While an increased risk for HF overall had been well documented previously, few studies had examined whether it differed according to HF subtype. In the earlier work, the group explained, "HF was generally studied as a single entity and the differential risk of HF subtypes were limited due to the need for large RA cohorts with detailed clinical documentation of phenotypic data (i.e., echocardiograms, cardiology notes)."

But recent evidence around HFpEF -- which is marked by increased ventricular stiffness, reducing fill volume, rather than weakening outflow, as in HFrEF -- has implicated inflammation as a causative factor. Since RA is a systemic inflammatory disease, it made sense to suspect that it might preferentially boost HFpEF.

Liao and colleagues drew on data from the Mass General Brigham (MGB) Biobank, which has enrolled some 115,000 patients from the Harvard-affiliated Massachusetts General Hospital and Brigham and Women's Hospital. RA cases were identified from diagnostic codes and key words and terms elsewhere in patients' records, and the first recorded date for an RA diagnostic code became the index date for each case, if followed by another such code within 6 months. Each case was then matched with three non-RA patients by age, sex, and year of entry into the records system; the index date for controls was a clinical encounter close to that of the corresponding case. Participants already with HF at the index date were excluded.

Mean patient age at the index date was about 51 and 79% were women. Roughly 85% were white. Only 11% of the RA cases were using tumor necrosis factor inhibitors and 3% were on other advanced therapies, while from one-third to one-half were on steroids, methotrexate, or other conventional anti-rheumatic drugs.
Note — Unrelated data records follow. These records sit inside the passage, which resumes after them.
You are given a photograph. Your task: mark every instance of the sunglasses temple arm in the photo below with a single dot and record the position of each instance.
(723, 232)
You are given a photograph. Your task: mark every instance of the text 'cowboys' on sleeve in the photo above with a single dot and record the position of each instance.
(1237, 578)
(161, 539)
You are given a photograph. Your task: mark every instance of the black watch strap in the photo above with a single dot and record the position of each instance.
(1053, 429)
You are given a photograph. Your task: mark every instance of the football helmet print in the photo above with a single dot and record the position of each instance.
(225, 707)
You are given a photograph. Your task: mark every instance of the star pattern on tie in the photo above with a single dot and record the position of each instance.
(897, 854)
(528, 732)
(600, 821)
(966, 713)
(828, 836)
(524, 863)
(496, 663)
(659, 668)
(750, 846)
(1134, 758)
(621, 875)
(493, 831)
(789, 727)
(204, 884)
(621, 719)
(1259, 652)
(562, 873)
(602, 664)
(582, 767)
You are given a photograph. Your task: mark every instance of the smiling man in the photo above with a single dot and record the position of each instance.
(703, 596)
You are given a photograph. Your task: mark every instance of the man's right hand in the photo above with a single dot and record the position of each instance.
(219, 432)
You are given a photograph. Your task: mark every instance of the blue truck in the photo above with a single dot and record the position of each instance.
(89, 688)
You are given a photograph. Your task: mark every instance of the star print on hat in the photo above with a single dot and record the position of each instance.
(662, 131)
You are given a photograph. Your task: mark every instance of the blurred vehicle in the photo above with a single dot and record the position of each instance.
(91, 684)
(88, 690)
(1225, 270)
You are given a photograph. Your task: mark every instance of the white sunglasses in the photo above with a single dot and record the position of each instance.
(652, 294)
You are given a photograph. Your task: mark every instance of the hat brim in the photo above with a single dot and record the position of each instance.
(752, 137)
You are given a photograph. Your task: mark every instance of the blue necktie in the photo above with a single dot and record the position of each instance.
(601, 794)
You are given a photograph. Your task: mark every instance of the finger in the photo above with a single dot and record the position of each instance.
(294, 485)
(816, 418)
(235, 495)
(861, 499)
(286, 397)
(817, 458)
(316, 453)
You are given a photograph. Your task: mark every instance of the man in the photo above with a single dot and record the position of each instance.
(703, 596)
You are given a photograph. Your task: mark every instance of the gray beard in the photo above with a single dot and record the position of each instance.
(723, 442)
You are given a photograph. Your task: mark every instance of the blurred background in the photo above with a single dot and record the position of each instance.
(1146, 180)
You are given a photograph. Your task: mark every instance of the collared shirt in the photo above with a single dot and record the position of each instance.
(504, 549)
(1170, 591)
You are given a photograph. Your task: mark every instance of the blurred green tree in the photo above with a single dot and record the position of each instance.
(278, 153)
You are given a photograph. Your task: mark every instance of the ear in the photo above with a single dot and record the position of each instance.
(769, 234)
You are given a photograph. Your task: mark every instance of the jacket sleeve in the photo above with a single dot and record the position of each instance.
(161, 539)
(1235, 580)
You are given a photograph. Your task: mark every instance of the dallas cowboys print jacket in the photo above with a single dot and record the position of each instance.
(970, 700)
HFpEF was defined as HF with ejection fraction ≥50%, while ejection fraction ≤40% was HFrEF; values in between were considered HF with moderately reduced ejection fraction. This latter group wasn't included in the analysis of HF subtypes, but it was counted in results for overall HF.
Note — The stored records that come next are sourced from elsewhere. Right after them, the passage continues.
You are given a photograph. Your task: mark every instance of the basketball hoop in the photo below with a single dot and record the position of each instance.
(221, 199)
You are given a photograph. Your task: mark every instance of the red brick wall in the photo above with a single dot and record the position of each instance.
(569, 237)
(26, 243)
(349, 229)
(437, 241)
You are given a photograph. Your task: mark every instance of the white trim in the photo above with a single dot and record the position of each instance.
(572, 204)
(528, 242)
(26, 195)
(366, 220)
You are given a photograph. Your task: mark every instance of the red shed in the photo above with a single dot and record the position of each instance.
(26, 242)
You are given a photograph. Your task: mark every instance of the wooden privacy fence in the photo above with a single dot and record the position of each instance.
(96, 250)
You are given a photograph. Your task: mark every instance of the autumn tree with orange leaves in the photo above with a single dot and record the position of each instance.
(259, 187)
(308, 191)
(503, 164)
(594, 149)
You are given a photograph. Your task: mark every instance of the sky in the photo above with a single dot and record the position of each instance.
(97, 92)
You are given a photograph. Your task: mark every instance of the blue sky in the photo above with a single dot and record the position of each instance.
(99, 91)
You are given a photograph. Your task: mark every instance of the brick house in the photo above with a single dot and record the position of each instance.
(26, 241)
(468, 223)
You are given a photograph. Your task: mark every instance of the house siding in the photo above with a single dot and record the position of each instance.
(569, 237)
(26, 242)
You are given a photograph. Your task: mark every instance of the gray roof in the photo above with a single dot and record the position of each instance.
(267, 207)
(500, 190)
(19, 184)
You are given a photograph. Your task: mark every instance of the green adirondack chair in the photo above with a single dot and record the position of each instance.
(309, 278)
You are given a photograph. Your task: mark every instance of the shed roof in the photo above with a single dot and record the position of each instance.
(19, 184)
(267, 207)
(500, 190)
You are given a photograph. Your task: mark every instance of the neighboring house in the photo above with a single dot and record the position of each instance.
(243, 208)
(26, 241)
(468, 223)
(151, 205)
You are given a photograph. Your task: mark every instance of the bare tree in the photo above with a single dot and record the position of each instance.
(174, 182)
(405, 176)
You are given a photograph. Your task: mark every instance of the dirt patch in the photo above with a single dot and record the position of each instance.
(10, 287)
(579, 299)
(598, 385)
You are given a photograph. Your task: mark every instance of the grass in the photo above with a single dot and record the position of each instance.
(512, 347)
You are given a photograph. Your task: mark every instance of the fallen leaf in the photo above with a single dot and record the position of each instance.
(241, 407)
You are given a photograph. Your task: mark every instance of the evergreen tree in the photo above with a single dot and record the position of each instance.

Among the 1,445 RA cases, 92 developed some type of HF during a median of 10.3 years of follow-up, as compared with 157 of the 4,335 controls (HR 1.79, 95% CI 1.38-2.32, after adjustment for cardiovascular risk factors). HFpEF was the dominant subtype in both RA patients and controls, accounting for 65% of HF cases in the former group and 59% in the latter.

Besides RA, other variables also appearing to raise rates of HFpEF were those commonly identified as risk factors: age, overweight/obesity, diabetes, hypertension, atrial fibrillation, and existing coronary artery disease. On the other hand, although chronic kidney disease also appears on lists of HFpEF risk factors, it wasn't one in the current data, with hazard ratios around 1.20 in RA patients and controls alike that did not approach statistical significance.
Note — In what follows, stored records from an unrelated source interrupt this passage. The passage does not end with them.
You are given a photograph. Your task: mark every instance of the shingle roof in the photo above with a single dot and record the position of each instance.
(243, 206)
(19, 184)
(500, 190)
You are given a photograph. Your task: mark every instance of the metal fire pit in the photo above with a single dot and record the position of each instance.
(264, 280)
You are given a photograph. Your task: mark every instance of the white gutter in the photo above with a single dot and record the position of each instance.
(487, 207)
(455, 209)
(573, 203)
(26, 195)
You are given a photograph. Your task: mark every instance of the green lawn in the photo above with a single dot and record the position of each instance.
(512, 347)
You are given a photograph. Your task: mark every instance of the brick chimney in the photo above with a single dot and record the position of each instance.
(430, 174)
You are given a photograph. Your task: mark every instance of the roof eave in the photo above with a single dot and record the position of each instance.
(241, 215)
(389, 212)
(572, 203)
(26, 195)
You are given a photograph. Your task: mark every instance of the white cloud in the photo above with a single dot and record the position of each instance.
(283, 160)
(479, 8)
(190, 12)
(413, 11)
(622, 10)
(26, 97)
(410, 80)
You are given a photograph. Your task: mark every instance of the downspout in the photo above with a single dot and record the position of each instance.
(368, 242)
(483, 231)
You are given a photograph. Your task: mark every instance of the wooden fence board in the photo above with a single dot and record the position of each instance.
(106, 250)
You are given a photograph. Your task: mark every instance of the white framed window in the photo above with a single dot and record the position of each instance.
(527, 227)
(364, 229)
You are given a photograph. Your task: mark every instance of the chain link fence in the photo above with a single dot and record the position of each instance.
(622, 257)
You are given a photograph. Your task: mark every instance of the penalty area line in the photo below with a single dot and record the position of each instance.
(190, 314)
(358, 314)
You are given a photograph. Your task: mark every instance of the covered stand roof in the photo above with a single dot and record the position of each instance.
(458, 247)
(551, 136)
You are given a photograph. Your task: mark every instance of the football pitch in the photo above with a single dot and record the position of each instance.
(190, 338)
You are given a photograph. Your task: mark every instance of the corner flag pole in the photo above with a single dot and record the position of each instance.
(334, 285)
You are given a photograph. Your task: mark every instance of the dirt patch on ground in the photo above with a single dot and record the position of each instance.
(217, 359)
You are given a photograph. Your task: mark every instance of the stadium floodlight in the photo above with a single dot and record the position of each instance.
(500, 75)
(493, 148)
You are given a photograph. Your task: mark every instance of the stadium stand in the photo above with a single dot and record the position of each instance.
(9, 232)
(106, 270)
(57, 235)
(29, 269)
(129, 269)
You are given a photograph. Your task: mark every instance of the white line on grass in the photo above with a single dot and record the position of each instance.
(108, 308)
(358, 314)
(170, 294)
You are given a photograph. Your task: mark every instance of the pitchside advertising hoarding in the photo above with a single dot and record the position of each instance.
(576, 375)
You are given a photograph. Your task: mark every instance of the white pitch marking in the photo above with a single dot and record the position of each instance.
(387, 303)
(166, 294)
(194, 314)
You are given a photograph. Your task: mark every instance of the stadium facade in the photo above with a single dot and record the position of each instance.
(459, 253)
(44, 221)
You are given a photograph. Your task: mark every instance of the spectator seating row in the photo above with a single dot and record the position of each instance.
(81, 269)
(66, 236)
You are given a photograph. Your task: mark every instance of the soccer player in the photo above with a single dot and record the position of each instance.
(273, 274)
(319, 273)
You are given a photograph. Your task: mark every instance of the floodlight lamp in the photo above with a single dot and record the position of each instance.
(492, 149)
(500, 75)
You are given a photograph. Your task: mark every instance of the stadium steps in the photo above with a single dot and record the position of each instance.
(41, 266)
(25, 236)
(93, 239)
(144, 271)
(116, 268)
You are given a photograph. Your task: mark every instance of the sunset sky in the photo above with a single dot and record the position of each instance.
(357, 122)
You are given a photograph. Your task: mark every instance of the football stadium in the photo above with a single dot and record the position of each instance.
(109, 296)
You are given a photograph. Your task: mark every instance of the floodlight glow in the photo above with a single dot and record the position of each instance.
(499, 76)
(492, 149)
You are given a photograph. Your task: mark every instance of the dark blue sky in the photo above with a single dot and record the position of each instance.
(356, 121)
"RA can be considered a human model for inflammation, and findings from this study support the notion that chronic inflammation increases risk for HFpEF," Liao and colleagues concluded. "Since inflammation is modifiable with anti-inflammatory medications, further studies are needed to determine whether anti-inflammatory therapies have the potential to reduce risk of HFpEF in RA and other individuals with chronic inflammation."

Limitations to the study included its reliance on the MGB Biobank, whose participants may not be reflective of the general population (either for RA patients or overall). Also, the researchers noted, the study didn't account for post-baseline variables like drug treatments started during follow-up, nor did it consider RA disease activity.

If patients went outside the MGB system for cardiac care, HF diagnoses and subtyping would not be included in the Biobank records. Liao and colleagues acknowledged, too, that diagnostic codes aren't always reliable.

Source Reference: Kawano Y, et al "Risk of incident heart failure and heart failure subtypes in patients with rheumatoid arthritis" Arthritis Care Res 2024; DOI: 10.1002/acr.25481.